Spring Honeycutt wants two things: to ace her sustainable living thesis and to save the environment. Both seem hopelessly unobtainable until her college professor suggests that with a new angle, her paper could be published. Spring swears she’ll do whatever it takes to ensure that happens.
“Whatever it takes,” however, means forming a partnership with the very hot, very privileged, very conceited Henry Knightly.
Henry is Spring’s only hope at publication, but he’s also the über-rich son of a land developer and cash-strapped Spring’s polar opposite. Too bad she can’t help being attracted to the way he pushes her buttons, both politically and physically. As they work on her thesis, Spring finds there’s more to Henry than his old money and argyle sweaters…but can she drop the loud-and-proud act long enough to let him in? Suddenly, choosing between what she wants and what she needs puts Spring at odds with everything she believes in.
Definitely, Maybe in Love is a modern take on Pride and Prejudice that proves true love is worth risking a little pride. (Goodreads)
Source: eARC from Entangled Publishing for an honest review (thanks so much!)
This must be the 15th or so reinterpretation of Pride and Prejudice that I’ve read, but it’s definitely one of my favorites.

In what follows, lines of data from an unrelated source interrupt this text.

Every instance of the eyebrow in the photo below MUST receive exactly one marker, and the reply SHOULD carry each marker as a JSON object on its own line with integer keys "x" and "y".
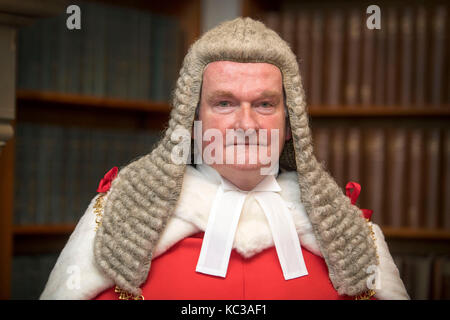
{"x": 229, "y": 94}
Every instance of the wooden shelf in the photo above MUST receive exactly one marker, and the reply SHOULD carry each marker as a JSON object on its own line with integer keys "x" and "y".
{"x": 84, "y": 101}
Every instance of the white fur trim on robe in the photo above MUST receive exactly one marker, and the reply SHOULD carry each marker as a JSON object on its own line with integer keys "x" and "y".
{"x": 191, "y": 216}
{"x": 75, "y": 275}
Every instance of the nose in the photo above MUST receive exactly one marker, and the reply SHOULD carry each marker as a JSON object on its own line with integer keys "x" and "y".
{"x": 246, "y": 118}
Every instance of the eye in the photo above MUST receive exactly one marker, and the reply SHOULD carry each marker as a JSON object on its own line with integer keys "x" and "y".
{"x": 224, "y": 104}
{"x": 266, "y": 104}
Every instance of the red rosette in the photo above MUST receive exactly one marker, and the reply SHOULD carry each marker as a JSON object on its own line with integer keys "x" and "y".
{"x": 105, "y": 183}
{"x": 352, "y": 190}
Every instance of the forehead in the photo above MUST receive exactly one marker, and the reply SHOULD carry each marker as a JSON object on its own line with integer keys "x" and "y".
{"x": 238, "y": 74}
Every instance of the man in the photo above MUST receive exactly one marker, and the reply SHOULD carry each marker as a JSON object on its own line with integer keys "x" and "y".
{"x": 254, "y": 221}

Spring has made herself over for her junior year of college. She has braids in her hair, dresses like a dirty hippy, and she’s become vegetarian all in order to be taken more seriously in her chosen field, environmentalism. She’s writing a thesis on sustainability and her advisor advises she get a different perspective in order to make her paper’s point of view more valid. In the meantime, she and her roommates get a couple of new neighbors across the street. Though she’s secretly intrigued, she puts Henry firmly in the box of not-her-type because, among other things, he’s rich and seems to be a bit of an entitled jackass. And then, at a party in true Elizabeth Bennet fashion, she overhears Henry dissing her looks and now he’s on her list. 🙂
Spring’s roommate, Julia, falls for Henry’s roommate and best friend, Dart, and so Spring and Henry are thrown together more than she would like. At the same time, she’s “dating” Alex, a friend who has a mysterious past with Henry (uh oh, we know where this is going). Then Henry offers to help her with her thesis and Spring, still fighting her attraction, comes to see him in a new light.
This is Pride and Prejudice as a new adult romance, set in college. There is so much to love about this book, but I have to say that I think the setting for is interpretation is spot on. I cannot think of a better time of one’s life for a girl to be Elizabeth Bennet than as a know-it-all 21 year old. Henry was completely adorable. Henry and Spring’s relationship made me remember being that age and becoming completely absorbed by another person, the feeling you get when you’re close to them, but you want to become a part of them, and you cannot keep your hands off each other. This book evoked these feelings and memories and that is a big part of why I immediately wanted to reread passages (especially of the camping trip).
I loved the story because it was different even if it followed the Pride and Prejudice formula. I am not a big fan of New Adult, but this was a great story and I would recommend it. It had a bit of a Fangirl feel to it, as well. If this is the direction that New Adult is moving to, I will be reading more.